The British military arrives, and the entire small town of Woking is stuck in a tense standoff. After receiving heavy fire from the military, the Heat Ray suddenly erupts. The narrator takes his wife to a neighboring town, hoping that she will be safer there. He returns to Woking to return a cart, but a new Martian weapon forces him to crash. The Martians have constructed Tripods—brutal, three-legged robots, manned by Martians. Each has a heat ray and a chemical weapon, known as Black Smoke. These Tripods quickly destroy most of the military and Woking, leaving wreckage in their wake. An artilleryman warns the narrator that another canister has landed nearby, which separates the narrator from his wife. The two try to escape Woking, and they hear that the military has taken down a Tripod by the Thames, a great victory.

The Martians are now retreating towards Woking. The narrator fashions a raft and tries to float down the Thames stopping at Walton. There, he meets a curate, with whom he teams up. The Martians break the line of defense around London and release the Black Smoke, causing a mass exodus from London. The novel's point of view then switches to the neighbors' brother, who is now a refugee from London. He flees to the Essex coast, a journey he completes with all the other refugees. The brother saves a family from being robbed, and the family then comes with him. They buy passage on a ship to America, but just as they are about to leave, Martians appear and almost destroy the ship. However, just in time, another ship called the HMS Thunder Child rams the Tripods, destroying itself but allowing the other ship filled with civilians to leave.

Soon after, the military crumbles and the Martians roam the British countryside free from any opposition. This is the end of Book 1.

Book 2 begins with the narrator and the curate searching houses for food. They see a new Martian machine, one that kidnaps any human it finds, throwing them into a container on its back. The narrator worries that the Martian’s purpose may be something far worse than mere destruction. A fifth cylinder lands, destroying the surrounding area and trapping the narrator and curate for two weeks. The curate begins to go mad, and the narrator is forced to knock him unconscious to keep him quiet. However, the Martians outside hear the noise and steal the curate's body. They take his blood to nourish themselves, and the narrator only barely escapes them. He later finds an invasive Martian plant growing all over the land and notices that it seems to only like places with very large quantities of water.

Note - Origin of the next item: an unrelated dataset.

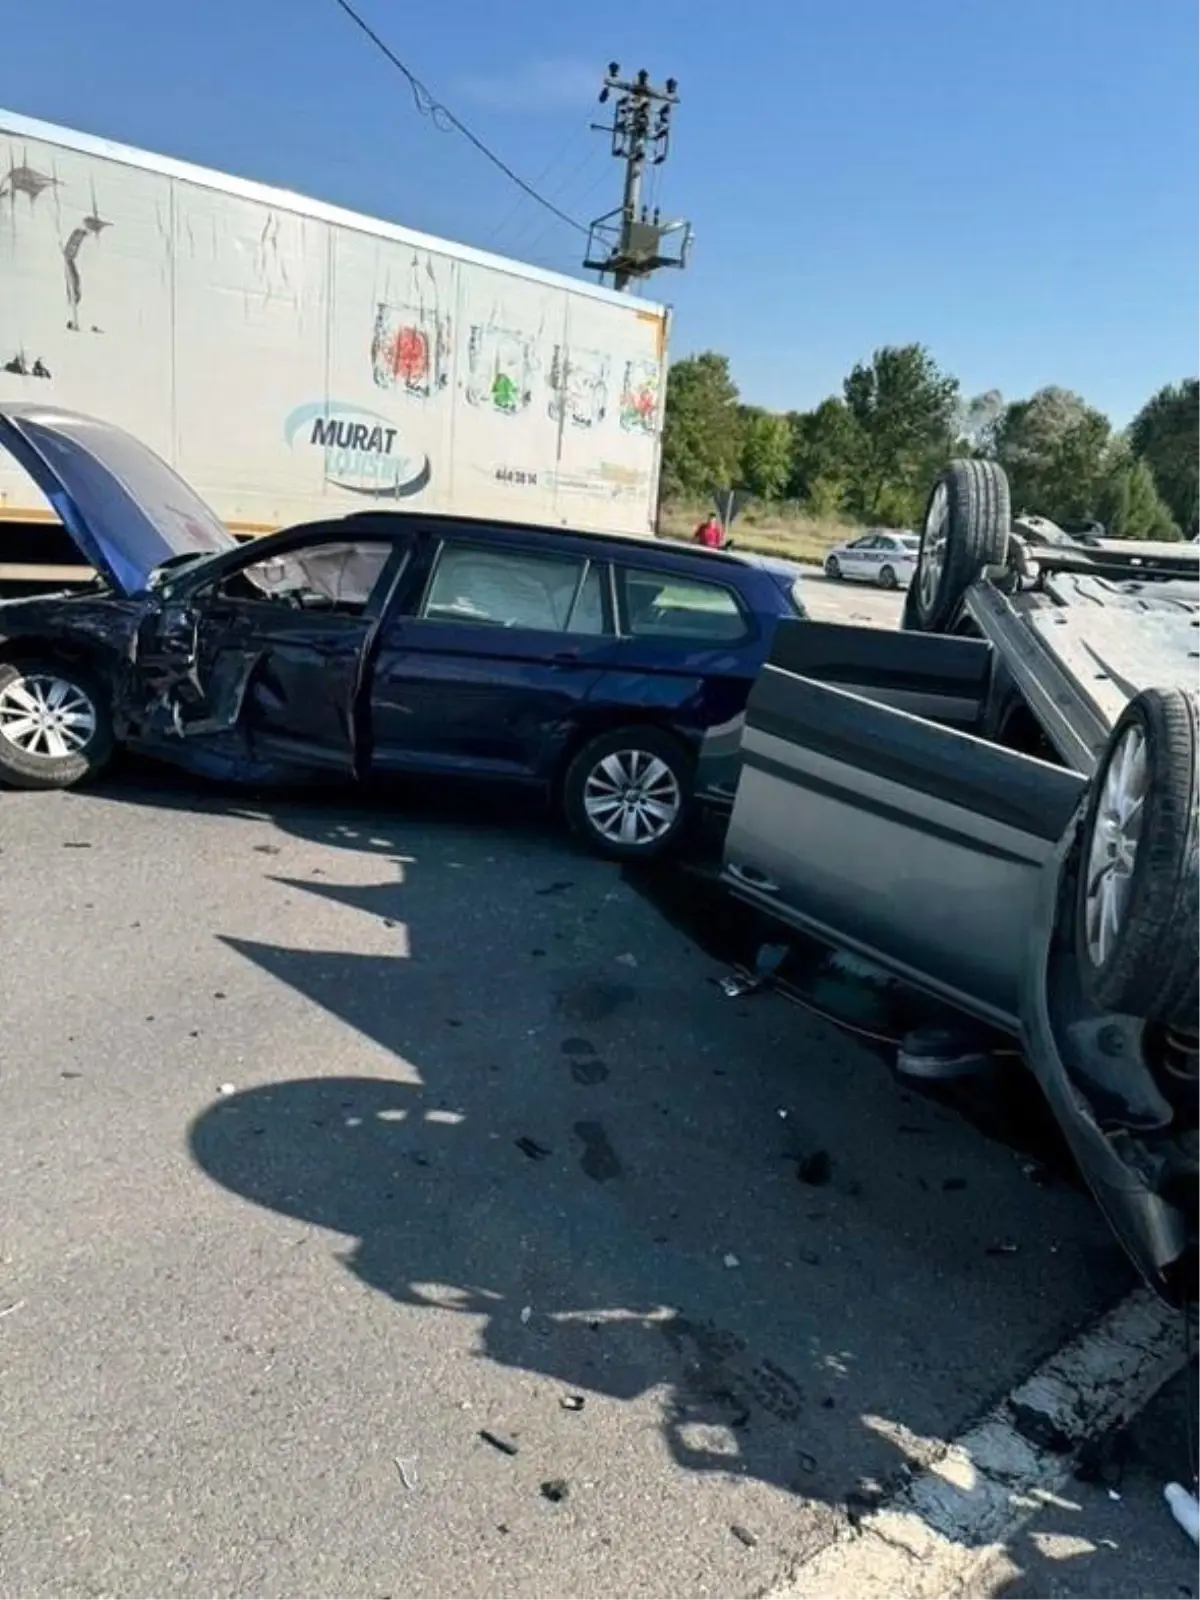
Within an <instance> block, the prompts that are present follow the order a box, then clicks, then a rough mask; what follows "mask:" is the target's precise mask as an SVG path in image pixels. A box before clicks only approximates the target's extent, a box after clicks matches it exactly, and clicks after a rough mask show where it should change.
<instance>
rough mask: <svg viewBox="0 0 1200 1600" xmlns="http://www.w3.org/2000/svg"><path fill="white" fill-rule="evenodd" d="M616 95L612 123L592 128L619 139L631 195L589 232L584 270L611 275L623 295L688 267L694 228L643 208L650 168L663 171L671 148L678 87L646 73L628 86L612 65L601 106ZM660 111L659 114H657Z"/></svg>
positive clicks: (618, 154)
mask: <svg viewBox="0 0 1200 1600" xmlns="http://www.w3.org/2000/svg"><path fill="white" fill-rule="evenodd" d="M613 94H616V96H618V99H616V104H614V107H613V120H611V123H592V126H594V128H595V131H597V133H608V134H611V139H613V155H614V157H616V158H618V160H619V162H624V163H626V192H624V200H622V202H621V206H619V208H618V210H616V211H608V213H605V216H600V218H597V219H595V221H594V222H592V226H590V229H589V232H587V256H586V258H584V267H586V269H589V270H590V272H598V274H600V277H602V278H603V277H606V275H610V274H611V277H613V282H614V285H616V288H618V290H627V288H629V285H630V283H632V282H634V280H640V278H648V277H650V274H651V272H658V270H659V267H683V266H686V261H688V251H690V248H691V224H690V222H682V221H677V222H666V224H664V222H662V221H661V216H659V213H658V210H656V211H654V214H653V216H650V214H648V213H646V208H645V205H643V203H642V181H643V178H645V171H646V163H648V162H650V165H651V166H661V165H662V162H666V158H667V149H669V146H670V114H672V110H674V109H675V106H678V85H677V83H675V80H674V78H667V82H666V83H664V86H662V88H656V86H654V85H653V83H651V82H650V74H648V72H646V70H645V67H643V69H642V72H638V75H637V77H635V78H634V82H632V83H629V82H626V80H622V77H621V67H619V66H618V62H616V61H611V62H610V64H608V75H606V77H605V82H603V88H602V90H600V104H602V106H603V104H605V102H606V101H608V99H610V96H613ZM656 107H658V110H656ZM674 234H678V235H682V238H680V248H678V253H677V254H674V256H667V254H664V248H662V246H664V242H666V240H667V238H669V237H670V235H674Z"/></svg>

He re-encounters the artilleryman, who tells him of a plan to live underground and rebuild civilization, but his plan does not seem very well thought-out. The narrator starts to go mad in the streets of London and approaches a Martian machine with the intention of killing himself. However, he discovers that the Martians inside it are actually dead, having died from disease caused by the microbes in Earth’s atmosphere; the Martians had no immunity to these germs. The narrator has a nervous breakdown and is nursed back to health by a kind family. Eventually, he returns home and discovers that his wife is still alive.

The last part of the book reflects on the significance of the new Earth post-invasion, and on the new doubts and worries that fill the narrator's mind.